Tourney will test academic, chess skills
By Richard E. Baldwin
November 28, 2011, 12:00 AM

NIAGARA FALLS — Some of the brightest students and chess players in Niagara Frontier schools will compete in a Masterminds academic quiz and interscholastic chess tournament from 3 to 7 p. m. Thursday in Niagara Falls High School, 4455 Porter Road.

Masterminds uses a Quiz Bowl format in which matches are played by teams in eight-minute halves. Students must ring in and be recognized before answering questions. Correct answers earn that player’s team 10 points and the chance for the team to answer a bo-nus question.

Each team plays four students, with the opportunity to substitute all four of them at halftime, so eight different students could represent a single school in one game. Some schools have both varsity and junior varsity teams.

Mastermind teams play a 12- game regular season, with the top schools advancing to double-elimination playoffs. The statewide program was introduced in the Buffalo region in 1995.

The questions cover a broad range of topics, including art, biology, chemistry, current events, geography, history, literature, music, political science, pop culture, religion and sports.

Grand Island, Lewiston-Porter, Starpoint, Niagara Falls and Niagara Catholic high schools will compete in Thursday’s quiz program in the Falls.

The Interscholastic Chess League sponsors tournaments, individual and league play, lessons and camps.

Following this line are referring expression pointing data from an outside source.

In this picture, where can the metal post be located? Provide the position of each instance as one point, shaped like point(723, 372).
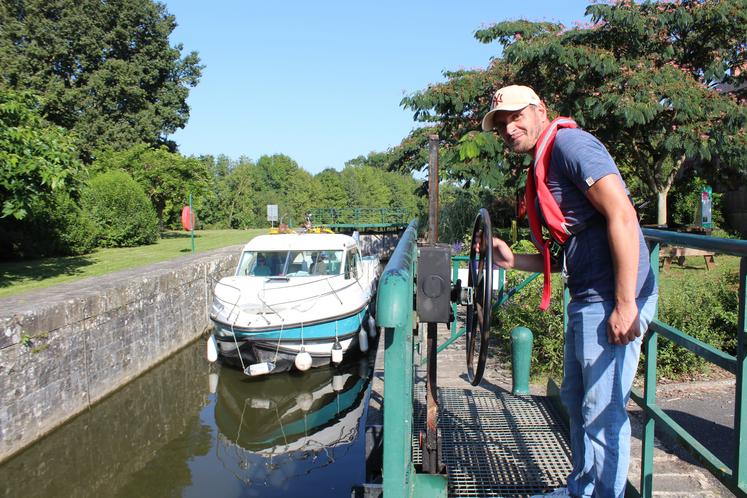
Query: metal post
point(740, 413)
point(431, 460)
point(650, 346)
point(433, 189)
point(430, 452)
point(192, 219)
point(521, 359)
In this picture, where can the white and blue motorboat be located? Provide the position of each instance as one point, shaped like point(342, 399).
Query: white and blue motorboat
point(297, 300)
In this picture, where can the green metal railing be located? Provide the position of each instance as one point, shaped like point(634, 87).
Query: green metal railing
point(340, 217)
point(394, 312)
point(734, 478)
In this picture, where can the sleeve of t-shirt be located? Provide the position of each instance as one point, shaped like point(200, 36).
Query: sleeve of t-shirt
point(582, 157)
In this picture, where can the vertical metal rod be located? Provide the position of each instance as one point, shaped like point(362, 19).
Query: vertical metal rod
point(192, 219)
point(650, 344)
point(433, 189)
point(430, 453)
point(740, 413)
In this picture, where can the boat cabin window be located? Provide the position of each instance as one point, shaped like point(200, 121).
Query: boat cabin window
point(352, 264)
point(289, 263)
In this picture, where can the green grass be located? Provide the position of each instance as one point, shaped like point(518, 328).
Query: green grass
point(695, 269)
point(23, 276)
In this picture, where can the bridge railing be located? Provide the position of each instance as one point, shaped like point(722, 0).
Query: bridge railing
point(357, 216)
point(394, 312)
point(735, 476)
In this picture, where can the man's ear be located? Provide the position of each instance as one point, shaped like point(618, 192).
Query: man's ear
point(542, 109)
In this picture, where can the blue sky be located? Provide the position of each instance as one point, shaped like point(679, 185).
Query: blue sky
point(322, 81)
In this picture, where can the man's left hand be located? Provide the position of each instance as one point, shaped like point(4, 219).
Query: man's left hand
point(622, 326)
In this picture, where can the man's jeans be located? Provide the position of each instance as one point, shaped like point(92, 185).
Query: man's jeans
point(597, 380)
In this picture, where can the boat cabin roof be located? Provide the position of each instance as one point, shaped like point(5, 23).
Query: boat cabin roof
point(301, 242)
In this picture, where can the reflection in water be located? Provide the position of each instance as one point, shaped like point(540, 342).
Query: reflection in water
point(288, 425)
point(189, 429)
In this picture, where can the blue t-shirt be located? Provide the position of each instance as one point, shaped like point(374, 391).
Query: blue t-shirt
point(578, 161)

The chess tournament at Niagara Falls High School will be held simultaneously with the Masterminds academic quiz.

Chess teams are entered from Grand Island, Lewiston-Porter, Niagara Falls, North Tonawanda and Starpoint high schools and from Cardinal O’Hara High School in the Town of Tonawanda and Nichols School in Buffalo.

League organizers said the quiz and chess programs give students a chance to represent their schools in an interscholastic setting that fills an extracurricular academic void.

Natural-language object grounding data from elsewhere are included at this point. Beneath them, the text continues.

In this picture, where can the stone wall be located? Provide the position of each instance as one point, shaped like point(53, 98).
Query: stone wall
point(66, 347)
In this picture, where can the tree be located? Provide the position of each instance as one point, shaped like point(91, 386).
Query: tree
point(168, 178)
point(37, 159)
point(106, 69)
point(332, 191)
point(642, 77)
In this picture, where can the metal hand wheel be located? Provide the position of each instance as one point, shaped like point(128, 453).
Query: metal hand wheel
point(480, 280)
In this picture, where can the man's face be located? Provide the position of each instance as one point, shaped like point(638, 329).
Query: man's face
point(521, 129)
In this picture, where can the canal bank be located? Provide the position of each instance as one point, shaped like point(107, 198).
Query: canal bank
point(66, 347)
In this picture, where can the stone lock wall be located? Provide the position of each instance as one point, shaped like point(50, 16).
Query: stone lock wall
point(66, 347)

Team members are selected by coaches, who ask teachers from the various disciplines who some of their better students are, and then they supplement that group with anyone who responds to an announcement in the schools.

There are no minimum scholastic requirements except for those established by individual school districts for their own students.

Judie Gregory, public relations director for the Niagara Falls City School District, said: “It is a lot of fun for students and adults to see students from all over play chess well, and the quiz bowl is really cool.”